Couple of interesting cycling-related articles from this weekend's papers. Observer Money managed to yoke a mention of Sustrans's new Bicyclebelles scheme to a longer piece on cycle insurance.
Articles like this are worth checking out because the insurance market is so volatile that the deals on offer to cyclists can change very quickly, particularly when it comes to the dos and don'ts of adding bikes to your home contents insurance (or even whether you can add them at all). Also the companies offering specialist standalone cycle insurance have had a habit of changing.

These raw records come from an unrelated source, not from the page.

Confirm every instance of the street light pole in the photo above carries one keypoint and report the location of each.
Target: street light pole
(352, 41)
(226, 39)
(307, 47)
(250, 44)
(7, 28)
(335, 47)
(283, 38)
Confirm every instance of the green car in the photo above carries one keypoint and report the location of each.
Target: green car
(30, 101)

The article compares the difference in cost and levels of cover in adding a bike worth £500 to home contents policies from some of the bigger insurers and also looks at the differences in costs and cover from the standalone insurance providers on a policy for an £800 from the likes of Cycleguard, AUA and E&L. Unsurprisingly – not many (well none) insurers specialist or otherwise mentioned in the article will pay out if you leave your bike unlocked and unattended.
Over in the Times, Cycle Girl, Emma Smith, took a look at station cycle parking and pointed out that crammed cycle racks at many stations (including her own in Cambridge) are not necessarily a sign of resurgent cycling, but of the need to up the rate at which dead and dumped bikes are cleared from cycle-parking facilities. She compares the situation at Cambridge station with that at a new cycle parking facility in Cambridge city centre that will only let you leave your bike for a maximum 24 hour stay. The facility under the city's Grand Arcade centre lays claim to being Britain's biggest free indoor cycle-parking facility (it even offers valet parking for those that want to pay).

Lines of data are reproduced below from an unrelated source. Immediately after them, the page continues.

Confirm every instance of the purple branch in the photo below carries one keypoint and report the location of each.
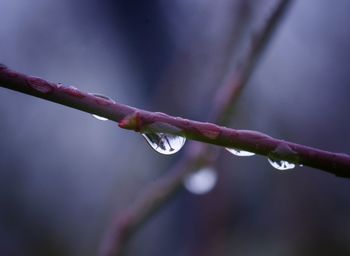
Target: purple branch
(145, 121)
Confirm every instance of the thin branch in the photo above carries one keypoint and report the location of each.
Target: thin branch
(197, 154)
(145, 121)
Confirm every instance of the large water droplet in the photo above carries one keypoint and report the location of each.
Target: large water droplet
(281, 164)
(164, 143)
(202, 181)
(101, 118)
(238, 152)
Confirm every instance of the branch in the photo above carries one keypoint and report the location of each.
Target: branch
(158, 192)
(145, 121)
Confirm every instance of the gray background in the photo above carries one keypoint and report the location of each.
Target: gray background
(63, 174)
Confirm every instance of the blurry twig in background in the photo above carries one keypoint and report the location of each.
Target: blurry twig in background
(155, 122)
(164, 188)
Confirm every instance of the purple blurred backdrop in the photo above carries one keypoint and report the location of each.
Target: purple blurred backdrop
(63, 174)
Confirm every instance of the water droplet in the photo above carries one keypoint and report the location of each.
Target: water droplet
(164, 143)
(101, 118)
(202, 181)
(238, 152)
(281, 164)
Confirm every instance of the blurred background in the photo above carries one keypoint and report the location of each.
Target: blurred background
(64, 174)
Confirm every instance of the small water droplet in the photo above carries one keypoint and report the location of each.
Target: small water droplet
(202, 181)
(164, 143)
(101, 118)
(238, 152)
(281, 164)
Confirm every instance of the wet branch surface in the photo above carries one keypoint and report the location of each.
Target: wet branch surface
(160, 191)
(145, 121)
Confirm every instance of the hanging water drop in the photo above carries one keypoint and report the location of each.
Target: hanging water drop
(281, 164)
(238, 152)
(202, 181)
(101, 118)
(164, 143)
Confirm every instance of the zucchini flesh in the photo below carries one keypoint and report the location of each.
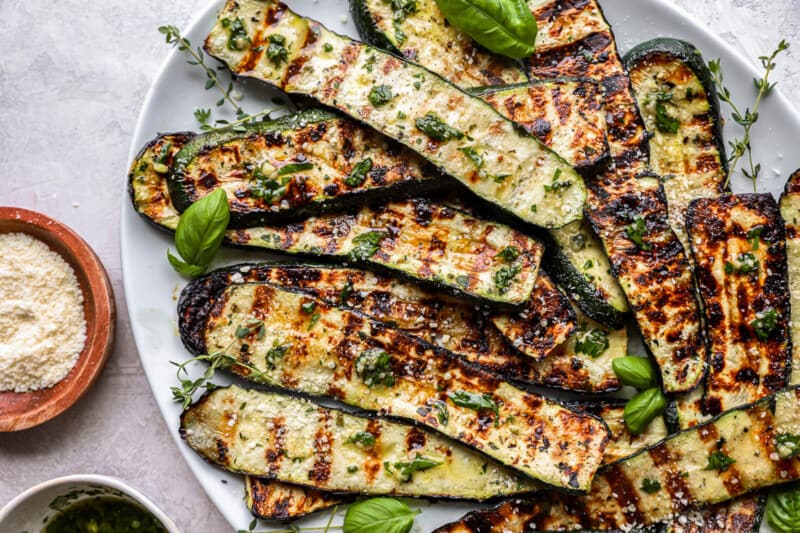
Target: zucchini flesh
(738, 245)
(296, 166)
(455, 131)
(293, 440)
(671, 81)
(566, 115)
(315, 348)
(425, 37)
(790, 211)
(616, 500)
(657, 281)
(279, 501)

It is surprising that in a city like Cambridge such a situation exists at the station, my guess is that this is to do with that being under the control of Network Rail rather than the local council. Certainly I remember talking to Sergeant Death (cool name, cool bloke) of the Oxford Bike Squad years ago and he said that they identified racks full of dead bikes in the city as being like vectors for crime which was why they were very proactive in having them cleared out regularly. As I recall he reckoned that not only were many of those bikes stolen but leaving them there sent out a signal to petty street criminals that the forces of law and order didn't care so much about certain types of crime in certain parts of the city.

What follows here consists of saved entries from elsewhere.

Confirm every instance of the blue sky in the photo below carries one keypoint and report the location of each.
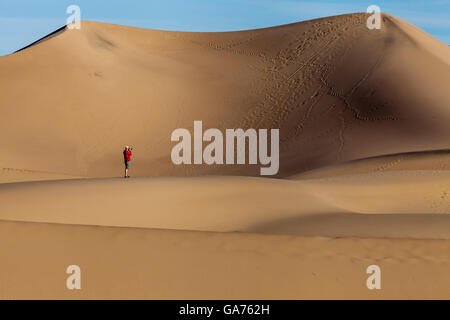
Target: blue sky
(24, 21)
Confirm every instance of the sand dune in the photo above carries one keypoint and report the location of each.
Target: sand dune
(334, 88)
(228, 204)
(131, 263)
(364, 163)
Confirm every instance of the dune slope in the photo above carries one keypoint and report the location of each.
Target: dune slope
(335, 89)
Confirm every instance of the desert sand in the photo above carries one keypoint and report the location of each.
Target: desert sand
(364, 163)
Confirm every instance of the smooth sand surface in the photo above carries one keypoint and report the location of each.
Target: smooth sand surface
(336, 90)
(364, 163)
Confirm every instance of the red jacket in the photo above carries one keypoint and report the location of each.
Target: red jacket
(128, 155)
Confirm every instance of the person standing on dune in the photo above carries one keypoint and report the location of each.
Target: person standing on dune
(127, 158)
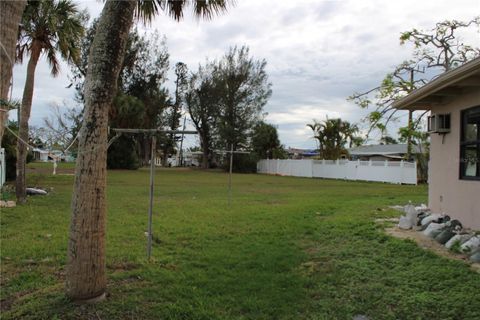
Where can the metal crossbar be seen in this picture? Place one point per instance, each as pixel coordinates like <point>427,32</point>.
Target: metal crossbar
<point>120,131</point>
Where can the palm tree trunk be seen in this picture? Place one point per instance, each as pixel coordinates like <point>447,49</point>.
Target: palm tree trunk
<point>20,183</point>
<point>10,17</point>
<point>85,278</point>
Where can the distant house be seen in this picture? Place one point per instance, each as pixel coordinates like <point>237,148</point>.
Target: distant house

His reasoning was that bike theft was unlikely to be the only form of theft bike criminals were engaged in. Oh, and his team had a neat trick with an expensive decoy bike that they left unlocked around Oxford to lure unsuspecting bike thieves, they took the precaution of removing a vital pawl from the freewheel so that when the tea leaf jumped on the bike to make his getaway the pedals went round but the wheels didn't… and some people say the police have no sense of humour.